Week 2: The Science of Career
Readings (to be completed prior to the class session): "The Science of Science" by Wang and Barabási:
- Introduction
- Part 1: The Science of Career — Chapters 1-7 (inclusive)
Slides: [PDF]
We'll be having our debate on Topic 1: How should we evaluate excellence? Quality only or quality and quantity?
- Position A: Researchers should be evaluated solely on the quality of their publications. Quantity is irrelevant and we shouldn't even bother counting.
- Position B: Researchers should be evaluated on both the quality and quantity of their publications. High-quality publications are of course important, but quantity is also an important component of excellence.

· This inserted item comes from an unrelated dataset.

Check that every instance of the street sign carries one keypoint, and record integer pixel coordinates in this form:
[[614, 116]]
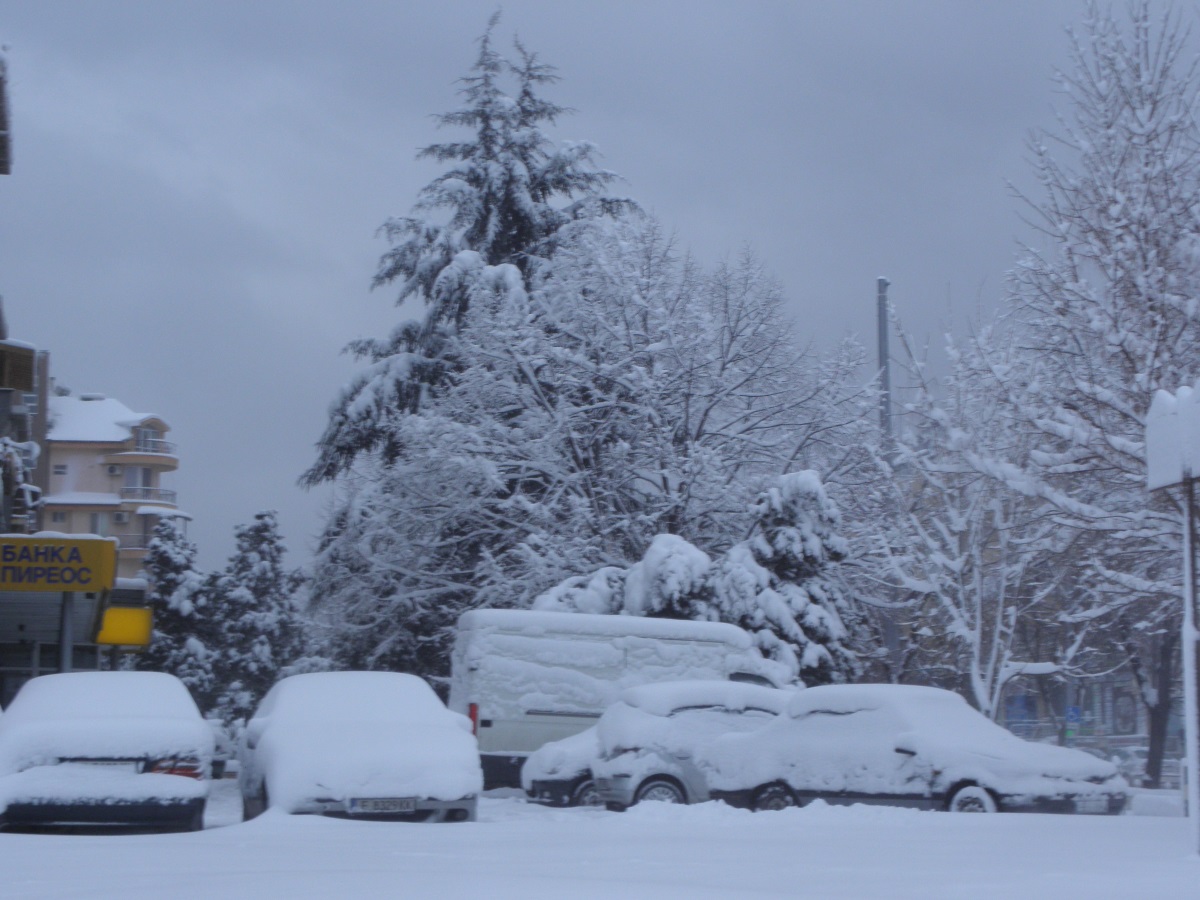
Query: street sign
[[57, 564], [126, 627]]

Week 3: The Science of Collaboration (I)
Readings (to be completed prior to the class session): "The Science of Science" by Wang and Barabási:
- Part 2: The Science of Collaboration — Chapters 8-11 (inclusive)
Slides: [PDF]
We'll be having our debate on Topic 2: Should you collaborate or not?
- Position A: Early-stage researchers should actively seek out collaborations beyond their research group. Participation in multiple research projects across many different groups builds breadth.
- Position B: Early-stage researchers should not actively seek out collaborations beyond their research group. Focusing on depth is more important than breadth.
Paper discussed in class: A causal test of the strength of weak ties
Week 4: The Science of Collaboration (II)
Readings (to be completed prior to the class session): "The Science of Science" by Wang and Barabási:
- Part 2: The Science of Collaboration — Chapters 12-14 (inclusive)
Slides: [PDF]
We'll be having our debate on Topic 3: How should you approach open-sourcing computational artifacts associated with your work?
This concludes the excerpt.